The year is off to a troubling start for journalists. After 2017 proved to be one of the deadliest years ever for the media, a total of 47 professional journalists, citizen-journalists and media workers have already been killed in the first six months of 2018, according to the tally of press freedom violations kept by Reporters Without Borders (RSF).
The breakdown of figures for the first half of 2018 is 36 professional journalists, nine citizen-journalists and two media workers killed worldwide. The deadliest countries are Afghanistan with 11 journalists killed, Syria with seven, Yemen with five, and Mexico with five.
RSF is responding to these alarming figures by stepping up its assistance to journalists in distress. Almost 40 percent of RSF grants have been used to help journalists in danger to relocate to a safer place. The four deadliest countries - Afghanistan, Syria, Yemen and Mexico - have received a third of RSF"s worldwide budget for assisting journalists in distress.
Afghan journalists especially vulnerable
Ranked 118th out of 180 countries in RSF's 2018 World Press Freedom Index, Afghanistan has seen several suicide bombings since the start of the year, which have been responsible for most of the 11 media fatalities. Many other journalists are being constantly threatened by the different parties to the Afghan conflict. Those targeted include women journalists, who are particularly vulnerable in a country where fundamentalist propaganda is enforced in several regions.

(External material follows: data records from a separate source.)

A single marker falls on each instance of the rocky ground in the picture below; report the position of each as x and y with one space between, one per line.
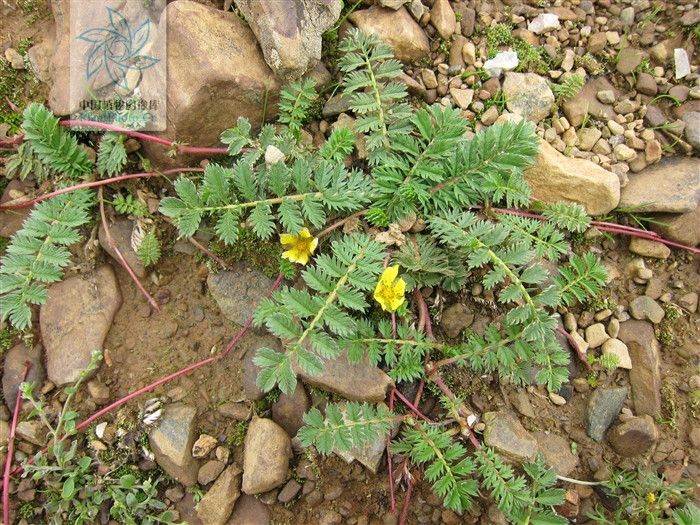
625 146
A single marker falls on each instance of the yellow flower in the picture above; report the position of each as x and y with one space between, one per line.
301 246
390 290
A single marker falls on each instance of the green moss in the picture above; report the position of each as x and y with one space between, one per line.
18 86
262 255
237 435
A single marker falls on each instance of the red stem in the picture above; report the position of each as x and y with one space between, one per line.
95 184
390 466
407 501
194 150
610 227
11 450
121 258
87 422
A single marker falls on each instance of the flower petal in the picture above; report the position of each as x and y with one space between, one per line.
288 238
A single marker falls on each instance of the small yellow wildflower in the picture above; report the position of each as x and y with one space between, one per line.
390 290
301 246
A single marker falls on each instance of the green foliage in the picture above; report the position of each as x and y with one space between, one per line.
38 253
570 87
584 276
369 72
264 195
300 319
58 150
25 162
296 101
111 155
448 467
128 205
339 145
427 264
519 500
645 497
73 492
403 354
567 216
345 426
149 249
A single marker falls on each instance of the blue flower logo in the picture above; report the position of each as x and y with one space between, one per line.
116 49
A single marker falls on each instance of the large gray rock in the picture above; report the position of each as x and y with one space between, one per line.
238 291
507 436
587 103
13 370
356 382
369 455
396 28
215 74
555 177
528 95
120 231
290 31
634 437
266 454
217 504
171 441
75 320
645 376
603 407
671 185
556 452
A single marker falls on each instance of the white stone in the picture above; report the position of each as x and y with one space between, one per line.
543 23
503 61
682 63
618 348
273 155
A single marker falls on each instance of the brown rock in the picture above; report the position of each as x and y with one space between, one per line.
628 59
555 177
217 504
265 456
120 230
456 318
289 409
13 371
586 102
250 511
508 437
645 376
171 441
683 228
557 452
396 28
232 77
290 32
75 320
671 185
443 18
209 471
634 437
356 382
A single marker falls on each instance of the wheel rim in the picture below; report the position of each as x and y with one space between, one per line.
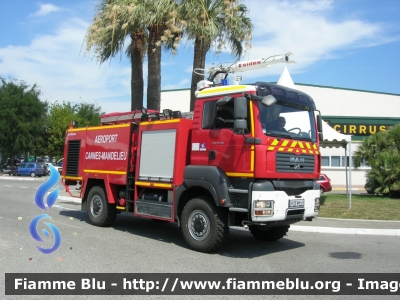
96 206
199 225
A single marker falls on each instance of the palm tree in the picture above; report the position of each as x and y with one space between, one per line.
214 21
143 21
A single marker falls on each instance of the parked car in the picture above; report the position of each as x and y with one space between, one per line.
324 183
32 169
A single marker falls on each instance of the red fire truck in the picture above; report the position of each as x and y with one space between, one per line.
227 164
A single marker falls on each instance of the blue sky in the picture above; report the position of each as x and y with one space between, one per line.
344 43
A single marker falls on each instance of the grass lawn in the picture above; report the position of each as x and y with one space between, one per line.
365 207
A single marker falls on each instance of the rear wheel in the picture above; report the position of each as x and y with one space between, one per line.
269 234
100 212
204 226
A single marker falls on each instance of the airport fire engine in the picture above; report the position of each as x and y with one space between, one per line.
247 156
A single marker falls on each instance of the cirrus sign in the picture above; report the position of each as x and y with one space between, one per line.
39 201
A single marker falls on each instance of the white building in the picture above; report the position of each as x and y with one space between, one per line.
351 112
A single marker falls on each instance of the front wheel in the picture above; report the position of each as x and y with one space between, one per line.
100 212
204 226
269 234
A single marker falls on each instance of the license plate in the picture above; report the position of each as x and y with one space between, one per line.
296 203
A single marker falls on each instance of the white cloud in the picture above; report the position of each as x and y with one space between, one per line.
46 9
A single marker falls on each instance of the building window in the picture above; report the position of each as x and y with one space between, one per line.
335 161
325 161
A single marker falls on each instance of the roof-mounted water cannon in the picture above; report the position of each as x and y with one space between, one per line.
217 74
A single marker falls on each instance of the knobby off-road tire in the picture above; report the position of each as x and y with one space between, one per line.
100 212
204 226
269 234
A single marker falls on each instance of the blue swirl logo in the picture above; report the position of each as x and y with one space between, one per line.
39 201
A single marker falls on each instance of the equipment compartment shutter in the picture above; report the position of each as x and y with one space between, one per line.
157 155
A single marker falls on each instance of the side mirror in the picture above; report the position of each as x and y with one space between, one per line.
223 100
268 100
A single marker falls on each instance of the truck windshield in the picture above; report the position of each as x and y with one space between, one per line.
288 120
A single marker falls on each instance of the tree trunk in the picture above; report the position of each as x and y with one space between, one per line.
136 71
200 50
154 68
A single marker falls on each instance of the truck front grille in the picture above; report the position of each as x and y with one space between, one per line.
291 163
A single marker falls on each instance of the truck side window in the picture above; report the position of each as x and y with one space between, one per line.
208 115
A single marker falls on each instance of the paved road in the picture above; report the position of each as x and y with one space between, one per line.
136 245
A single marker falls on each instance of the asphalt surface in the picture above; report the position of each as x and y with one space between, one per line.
320 225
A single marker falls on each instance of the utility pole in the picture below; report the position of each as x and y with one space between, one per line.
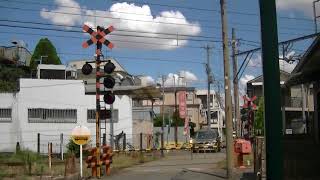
210 80
315 16
98 108
271 89
175 112
235 83
227 91
162 127
111 127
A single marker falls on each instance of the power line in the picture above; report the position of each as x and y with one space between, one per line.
141 58
126 19
114 34
120 12
213 10
115 40
121 30
179 24
200 20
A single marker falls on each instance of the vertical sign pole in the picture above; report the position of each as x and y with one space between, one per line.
271 81
98 52
227 90
81 160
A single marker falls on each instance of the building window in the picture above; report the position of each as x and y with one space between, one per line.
39 115
189 96
91 116
5 115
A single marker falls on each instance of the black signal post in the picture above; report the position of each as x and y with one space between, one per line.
97 38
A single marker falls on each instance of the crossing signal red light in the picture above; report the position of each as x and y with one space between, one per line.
86 69
105 114
109 98
109 82
109 67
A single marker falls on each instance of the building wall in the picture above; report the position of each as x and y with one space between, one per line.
55 94
8 128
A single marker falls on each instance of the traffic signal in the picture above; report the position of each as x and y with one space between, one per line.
106 158
109 98
109 67
92 161
86 69
105 114
244 114
109 82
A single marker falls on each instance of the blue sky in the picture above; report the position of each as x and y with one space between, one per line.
139 58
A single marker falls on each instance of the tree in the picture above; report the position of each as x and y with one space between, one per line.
157 121
44 48
9 76
259 119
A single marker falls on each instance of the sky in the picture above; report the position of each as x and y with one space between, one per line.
155 38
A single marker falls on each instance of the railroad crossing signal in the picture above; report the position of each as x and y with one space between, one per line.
249 102
97 36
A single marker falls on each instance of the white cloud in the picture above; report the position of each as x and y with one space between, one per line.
304 6
57 17
243 82
285 66
129 17
182 79
288 67
149 80
255 62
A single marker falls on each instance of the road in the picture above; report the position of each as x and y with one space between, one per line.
175 166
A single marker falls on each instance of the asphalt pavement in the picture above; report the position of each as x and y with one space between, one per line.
177 165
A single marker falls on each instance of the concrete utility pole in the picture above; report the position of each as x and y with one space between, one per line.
271 89
315 16
227 91
210 80
111 127
176 113
98 107
235 83
162 127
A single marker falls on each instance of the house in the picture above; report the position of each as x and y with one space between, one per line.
45 110
216 111
294 106
301 157
51 108
126 85
18 55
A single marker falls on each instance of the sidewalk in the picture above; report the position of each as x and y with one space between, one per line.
217 174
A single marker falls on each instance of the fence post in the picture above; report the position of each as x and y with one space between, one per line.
104 138
140 141
49 154
61 145
124 143
38 143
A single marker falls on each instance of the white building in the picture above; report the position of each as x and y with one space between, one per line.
52 107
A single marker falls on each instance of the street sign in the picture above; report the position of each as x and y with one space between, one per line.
249 102
97 36
80 135
182 104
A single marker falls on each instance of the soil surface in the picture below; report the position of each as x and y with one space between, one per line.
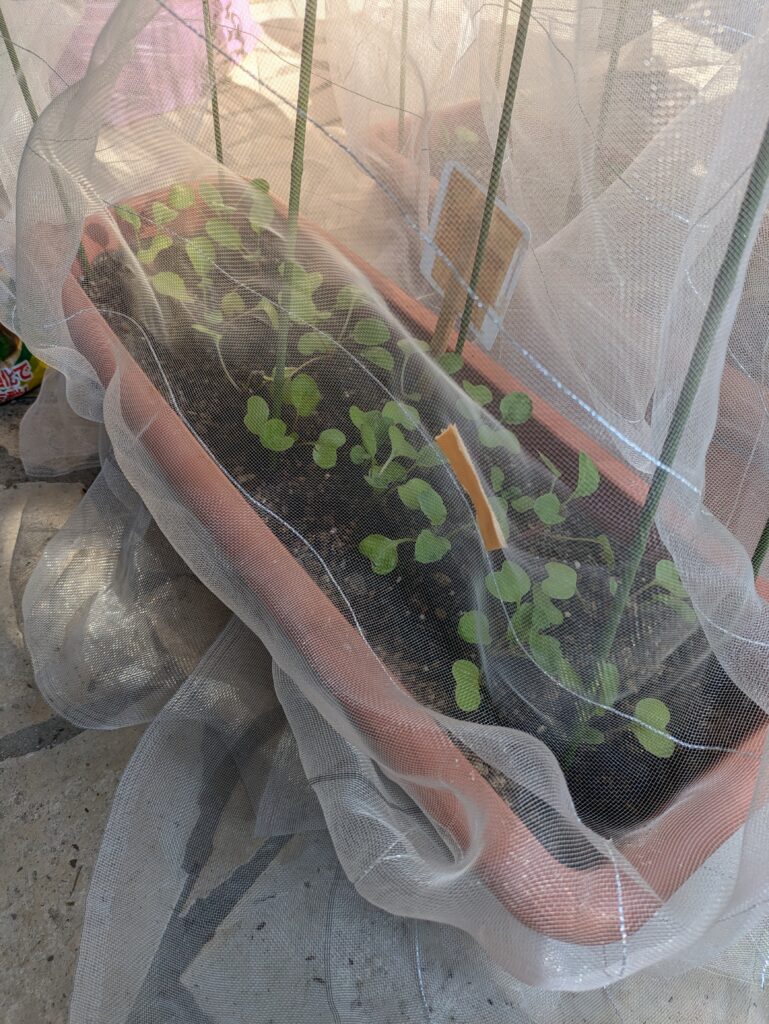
410 615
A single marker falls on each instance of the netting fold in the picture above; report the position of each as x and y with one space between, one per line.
437 581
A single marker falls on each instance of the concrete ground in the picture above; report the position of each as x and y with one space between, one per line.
56 782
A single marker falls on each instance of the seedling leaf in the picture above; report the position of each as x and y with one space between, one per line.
467 684
304 394
649 728
129 215
180 197
430 548
398 412
381 552
163 214
666 574
156 247
478 392
257 414
561 582
201 254
171 285
313 342
515 408
450 363
223 233
547 508
261 212
418 494
510 584
273 435
232 304
371 332
588 477
380 357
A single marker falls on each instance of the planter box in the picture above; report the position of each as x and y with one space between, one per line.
510 859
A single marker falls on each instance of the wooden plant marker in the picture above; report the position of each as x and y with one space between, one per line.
451 443
455 229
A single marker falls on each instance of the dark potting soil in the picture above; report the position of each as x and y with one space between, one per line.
410 615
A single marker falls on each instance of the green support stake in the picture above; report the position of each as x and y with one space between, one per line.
212 81
295 188
724 285
498 161
403 66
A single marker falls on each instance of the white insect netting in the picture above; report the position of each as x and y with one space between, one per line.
430 738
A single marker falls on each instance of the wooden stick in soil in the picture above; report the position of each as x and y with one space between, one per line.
295 188
726 279
499 159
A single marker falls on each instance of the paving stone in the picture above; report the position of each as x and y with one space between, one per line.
53 808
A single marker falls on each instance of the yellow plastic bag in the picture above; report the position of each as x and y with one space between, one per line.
19 371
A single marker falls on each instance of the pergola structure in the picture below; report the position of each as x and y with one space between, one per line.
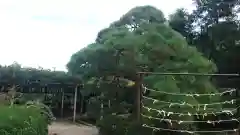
31 80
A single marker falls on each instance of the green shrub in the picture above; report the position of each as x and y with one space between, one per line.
22 120
44 110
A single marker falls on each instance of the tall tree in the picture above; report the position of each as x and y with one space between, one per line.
150 45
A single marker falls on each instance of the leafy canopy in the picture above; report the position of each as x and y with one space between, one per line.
148 45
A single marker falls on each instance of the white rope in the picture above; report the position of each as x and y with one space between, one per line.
191 95
166 113
188 131
187 104
194 121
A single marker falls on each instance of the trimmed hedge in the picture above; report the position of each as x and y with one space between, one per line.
22 120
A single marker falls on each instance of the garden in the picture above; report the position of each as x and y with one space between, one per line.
144 74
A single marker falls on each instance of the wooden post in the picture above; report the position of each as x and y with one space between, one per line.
75 104
82 103
62 104
238 110
139 97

Since helping to create the Centre for the Protection of Afghan Women Journalists (CPAWJ) in March 2017, RSF has continued to provide assistance to the centre. This unique NGO"s mission is to support and protect women journalists. Thanks in part to RSF"s financial and moral support, the centre managed to conduct the first-ever survey of women in the Afghan media, establishing that the country has 1,761 women media workers, including 764 professional journalists.
RSF and the CPAWJ have jointly provided women journalists with physical safety training and have called on the Afghan government and parliament to provide them with greater protection, especially in the more remote provinces. They have also called for the drafting of a charter for the protection of women journalists within news organizations.
Fleeing war
Violence continues to take its toll on the few journalists still working in Syria (ranked 177th in the Index) and Yemen (167th). One professional journalist, five citizen-journalists and one media worker have been killed in artillery bombardments and air strikes in Syria since the start of the year. The toll in Yemen has been three professional journalists and five citizen-journalists killed.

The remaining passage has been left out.